有機ELの大型パネル開発競争は、いよいよ「バックキャスティングモード」に入ってきた。成功する革新的な生産技術の開発というのは、これまでも常にこのモードで行なわれてきた。官や大学等で行なわれている様々な技術開発モードとは基本的に違う産業界特有のやり方である。
これからの「モノ作りニッポン」を支えて行くためには、リードする製造業が次々とこのモードで革新的な生産技術開発に取り組むことが不可欠となる。
今から何年後にこのような商品の製造販売を開始するという、リーダーの強い意志を開発者全員に徹底するということが非常に重要だ。当然相当の開発に向けた資源投資も予め準備しなければならない。用地や製造要員の確保も保証されていなければ具体的な構想とは言えないだろう。
有機ELの基本的な発光原理は公知となってもう久しい。試作品も一部先行グループによって発表されている。 では、それを一体どうやって量産するかということになるのだがそれは、当分の間公表されることは無いはずだ。韓国サムスン電子、我が日本のソニー、松下、キヤノンがそれぞれ秘策をもって取り組んでいるようだが、これ以外にも二、三社が参入を計画しているかもしれない。

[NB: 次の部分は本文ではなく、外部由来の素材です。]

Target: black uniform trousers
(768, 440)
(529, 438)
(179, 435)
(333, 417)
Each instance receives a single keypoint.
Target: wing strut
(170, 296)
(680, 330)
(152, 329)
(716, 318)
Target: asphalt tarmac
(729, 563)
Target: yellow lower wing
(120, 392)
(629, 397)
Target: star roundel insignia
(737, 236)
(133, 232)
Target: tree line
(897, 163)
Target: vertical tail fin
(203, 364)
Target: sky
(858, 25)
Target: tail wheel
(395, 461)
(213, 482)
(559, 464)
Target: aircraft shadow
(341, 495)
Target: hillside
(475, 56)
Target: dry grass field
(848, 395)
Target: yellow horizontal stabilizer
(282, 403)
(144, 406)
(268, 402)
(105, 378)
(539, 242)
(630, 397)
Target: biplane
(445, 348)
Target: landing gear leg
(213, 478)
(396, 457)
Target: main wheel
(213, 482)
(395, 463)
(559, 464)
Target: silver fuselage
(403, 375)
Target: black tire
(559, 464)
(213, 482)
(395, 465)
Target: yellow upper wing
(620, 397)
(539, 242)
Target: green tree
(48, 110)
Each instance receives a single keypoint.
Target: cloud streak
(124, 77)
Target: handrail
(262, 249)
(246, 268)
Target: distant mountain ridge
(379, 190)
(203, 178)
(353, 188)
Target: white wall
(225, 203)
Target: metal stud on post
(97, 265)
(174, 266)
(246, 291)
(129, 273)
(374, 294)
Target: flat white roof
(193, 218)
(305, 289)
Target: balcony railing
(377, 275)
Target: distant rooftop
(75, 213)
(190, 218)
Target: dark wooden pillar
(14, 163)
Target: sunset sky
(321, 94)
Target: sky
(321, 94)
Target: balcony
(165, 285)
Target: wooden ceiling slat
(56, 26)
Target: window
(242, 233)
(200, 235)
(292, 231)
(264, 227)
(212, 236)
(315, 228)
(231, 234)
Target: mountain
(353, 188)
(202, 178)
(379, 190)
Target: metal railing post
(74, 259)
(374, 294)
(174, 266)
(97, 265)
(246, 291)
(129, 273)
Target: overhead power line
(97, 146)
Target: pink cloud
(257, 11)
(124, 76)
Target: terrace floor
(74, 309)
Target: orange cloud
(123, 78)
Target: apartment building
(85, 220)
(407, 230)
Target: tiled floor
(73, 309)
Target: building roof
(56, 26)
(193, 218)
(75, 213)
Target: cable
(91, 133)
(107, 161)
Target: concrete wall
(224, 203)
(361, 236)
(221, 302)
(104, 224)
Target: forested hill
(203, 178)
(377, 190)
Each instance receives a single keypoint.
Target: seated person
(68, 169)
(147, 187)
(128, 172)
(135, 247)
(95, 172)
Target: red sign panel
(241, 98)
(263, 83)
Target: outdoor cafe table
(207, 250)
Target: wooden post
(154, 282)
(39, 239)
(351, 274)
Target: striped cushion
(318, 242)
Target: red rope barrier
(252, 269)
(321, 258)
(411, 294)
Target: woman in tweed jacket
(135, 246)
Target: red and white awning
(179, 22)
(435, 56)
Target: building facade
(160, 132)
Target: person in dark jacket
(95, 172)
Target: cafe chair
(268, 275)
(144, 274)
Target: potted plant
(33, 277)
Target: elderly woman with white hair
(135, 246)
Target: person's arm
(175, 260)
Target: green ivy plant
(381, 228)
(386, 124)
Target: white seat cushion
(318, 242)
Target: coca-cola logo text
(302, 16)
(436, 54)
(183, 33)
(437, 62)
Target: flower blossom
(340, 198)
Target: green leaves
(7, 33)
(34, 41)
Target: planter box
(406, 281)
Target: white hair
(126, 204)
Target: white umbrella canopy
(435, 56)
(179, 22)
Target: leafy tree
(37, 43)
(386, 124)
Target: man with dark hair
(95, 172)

この勝敗を分ける重要なポイントは、今薄型パネルで全盛を謳歌している液晶パネルとは全く違うシナリオ(キー・テクノロジー)が登場してくるということである。それは、これまで有機ELの材料開発、基礎研究、試作品を開発してきた各研究機関での方法とはまるで異なる方式が登場するということを意味している。 現行の大型液晶パネルを凌駕するための次世代パネルは、まずガラス基板をプラスチックフィルムに代え、バッチ生産をロール・ツー・ロールの連続方式に代えるという大きな「バックキャスティング・命題」がある。 そんなものはそう簡単に出来るはずがないと無理な理由を次々並べ立てるのは、学識経験豊かな研究者のごく一般的な言ですが、生産技術開発者というのは、その路線から外れた非常識、馬鹿の集まりと言えるのかもしれません。
私達は先進的な生産技術開発をいくつも手がけて来ましたが、その奥義がいわゆる学会等で公表されるのには10〜20年はかかるでしょう。とてつもない新しい生産技術が認知されるためには、その技術の再現性が保証されなければなりませんが、第三者が生産技術の再現性を証明するためには、その実証設備がないのです。通常、大型液晶パネルや有機ELパネルの生産設備というのは、世界に一つしかないものなのです。